Q: The role the media's played in this, you touched on the Life Magazine
story, have they helped or hindered in this story?
A: [sigh] That's a good question. Media's done both. The media has
helped because of its focus on the person and that helped the American people
understand what these numbers mean. When we say tens of thousands of Gulf War
veterans report poor health since the Gulf War, I mean, what do tens of
thousands mean? The media's been able to go in veterans' homes, talk to them
and their spouses about the impact the veterans' illnesses had on the family.
They've been able to talk to veterans who have had bad experiences at the Dept
of Veterans Affairs and put a face behind these numbers. That's been
important. The media, to its credit, took seriously the beliefs of the
veterans and maybe it wasn't backed up by science, but the veterans had a
strong set of beliefs and those are important things that leaders have to
address and they didn't for a long time. So that's where the media's helped.

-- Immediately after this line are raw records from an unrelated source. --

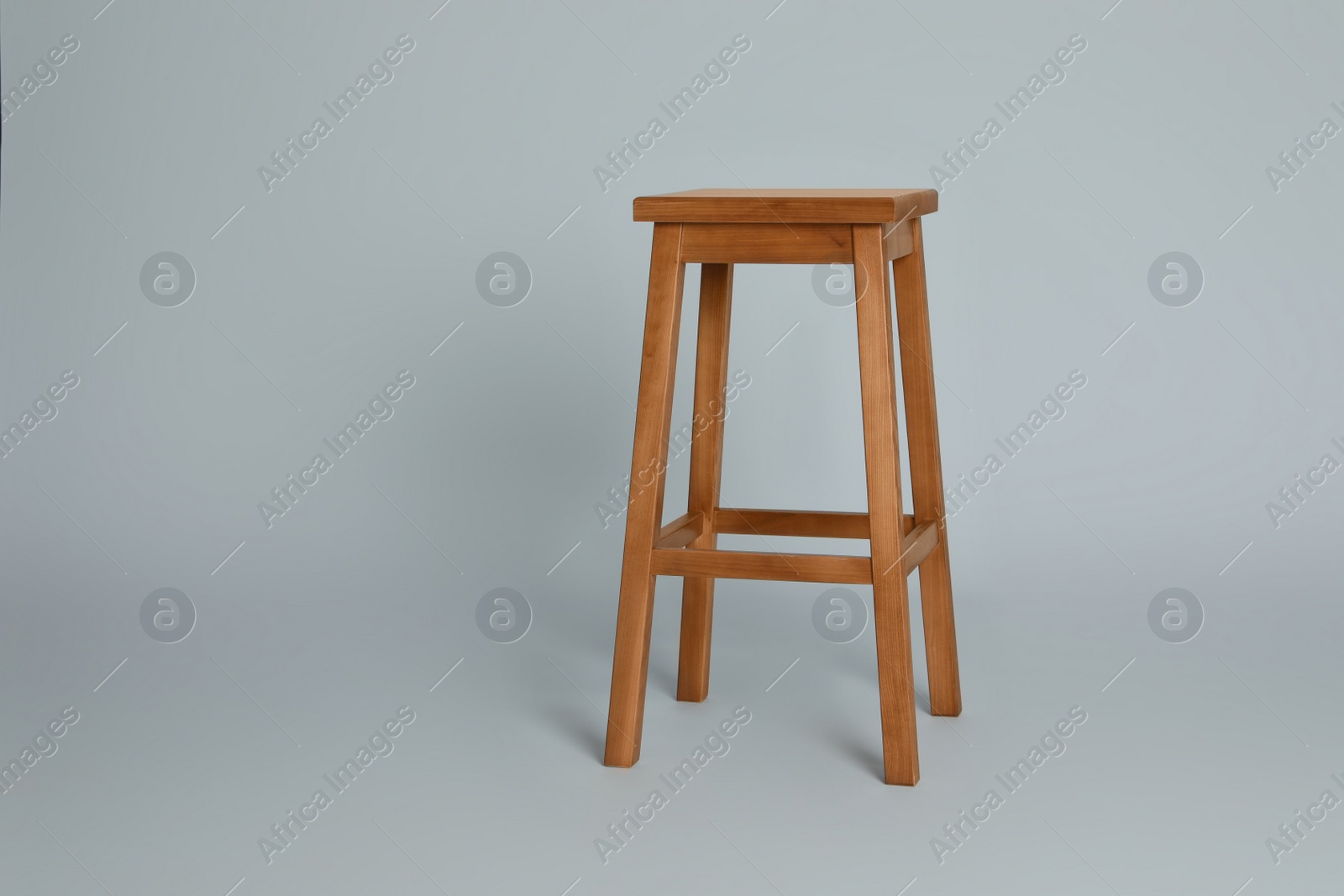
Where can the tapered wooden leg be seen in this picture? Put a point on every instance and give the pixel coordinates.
(927, 476)
(711, 376)
(880, 446)
(644, 515)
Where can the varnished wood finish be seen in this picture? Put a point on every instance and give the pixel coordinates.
(652, 421)
(790, 206)
(917, 546)
(898, 242)
(711, 376)
(927, 476)
(890, 610)
(808, 524)
(682, 531)
(766, 244)
(718, 228)
(753, 564)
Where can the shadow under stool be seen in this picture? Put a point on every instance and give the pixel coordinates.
(718, 228)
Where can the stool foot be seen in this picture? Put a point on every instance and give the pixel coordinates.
(882, 457)
(644, 515)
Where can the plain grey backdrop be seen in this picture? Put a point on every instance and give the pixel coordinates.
(315, 291)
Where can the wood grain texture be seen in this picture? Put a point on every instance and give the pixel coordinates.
(808, 524)
(682, 531)
(890, 610)
(927, 476)
(711, 376)
(766, 244)
(898, 242)
(790, 206)
(652, 422)
(753, 564)
(918, 543)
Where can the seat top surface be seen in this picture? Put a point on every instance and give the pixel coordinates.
(790, 206)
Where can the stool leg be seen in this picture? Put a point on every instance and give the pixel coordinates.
(644, 515)
(711, 376)
(927, 476)
(880, 448)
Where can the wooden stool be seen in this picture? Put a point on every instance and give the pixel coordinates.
(718, 228)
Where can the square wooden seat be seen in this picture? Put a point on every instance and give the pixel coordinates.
(869, 228)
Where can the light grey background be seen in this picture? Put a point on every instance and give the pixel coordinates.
(313, 296)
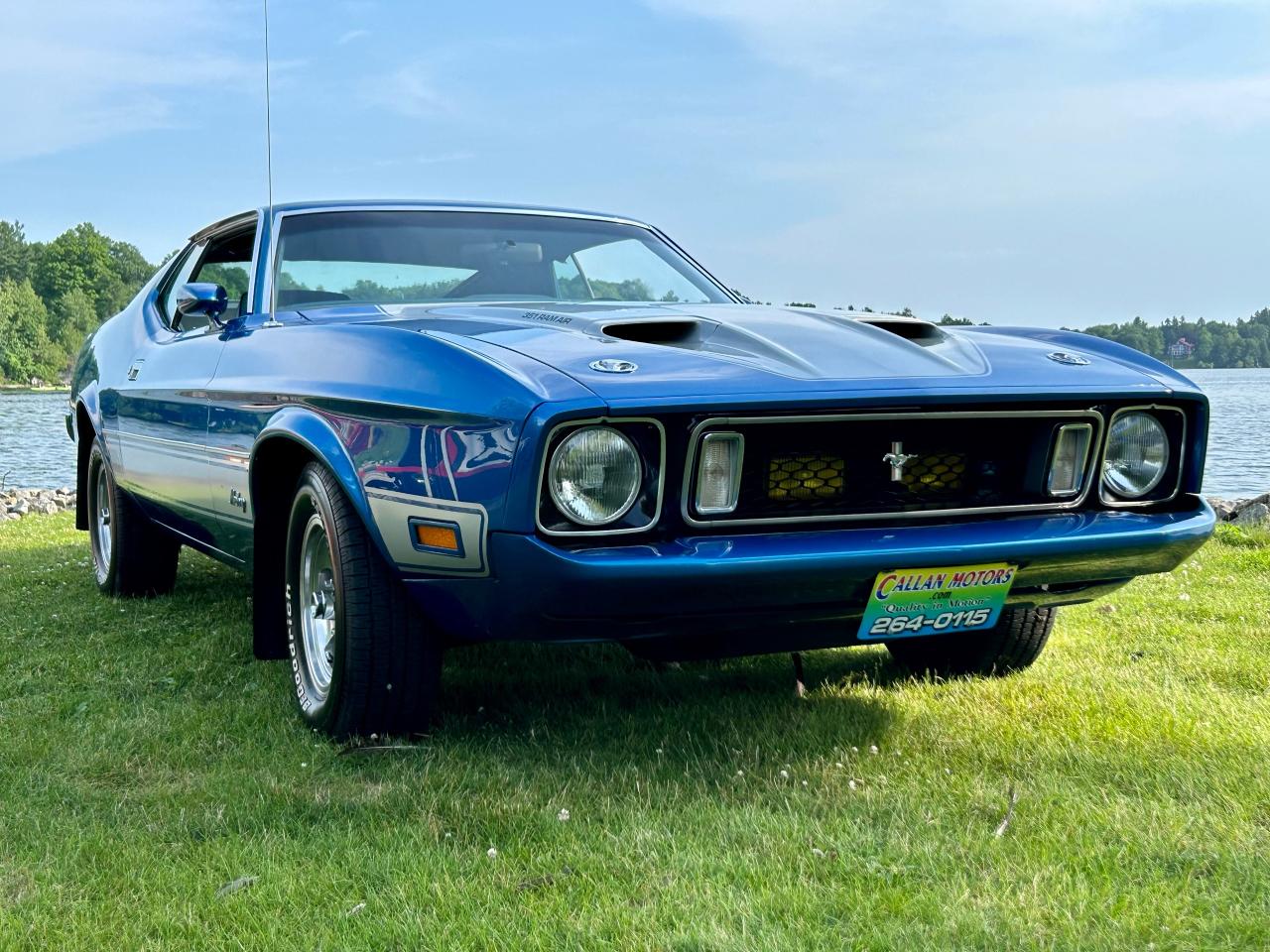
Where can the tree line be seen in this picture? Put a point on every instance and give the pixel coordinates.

Where the media hasn't helped and through no conscious effort on it's part,
but just sort of the nature of the media, its short attention span, its rush to
get things out there as quickly as possible, the turnover in the media either
in personnel and agencies or giving different people the story to do this week,
is that they haven't remembered what's been learned and many times the media
will interview so-called experts to react to a scientific study and that expert
will lambast it. Maybe it was a good one, maybe it had information that's
important to Gulf War veterans, but instead many national media outlets have
undermined the findings, put doubt in people's minds about what we've learned
and that's not doing a good thing for --
Q: Why? Because they're seeing it as a political story that requires
political balance?
A: The New York Times --which has some of the best medical reporters in
the nation-- hasn't been allowing them, hasn't encouraged their medical
reporters to cover this issue. Why not? They've been covering it from a
political angle with their Pentagon reporter. Doesn't help the nation
understand what's really important about Gulf War illnesses. Helps the nation
understand some of the in-fighting that's occurring in Washington, DC, but it
hasn't helped us understand what are veterans concerned about, what are the
medical complexities of this and how should we approach it.
Q: What about TV? 60 minutes? 20/20?
A: TV's got great images and great pictures but -- TV doesn't have the
time to educate the viewer about how sophisticated and complicated this is.
It's the Pentagon says this and they pick somebody to say, no, wrong. And
sometimes they pick somebody who isn't even a Gulf War veteran to express the
views of Gulf War veterans and again that's not really helping people
understand what's occurring with Gulf War illnesses.
If they really found that average Gulf War vet, that average Gulf War vet
would rail about how poor the care was at VA long before they would bring up
the Dept of Defense. And that's not to let the Dept of Defense off the hook.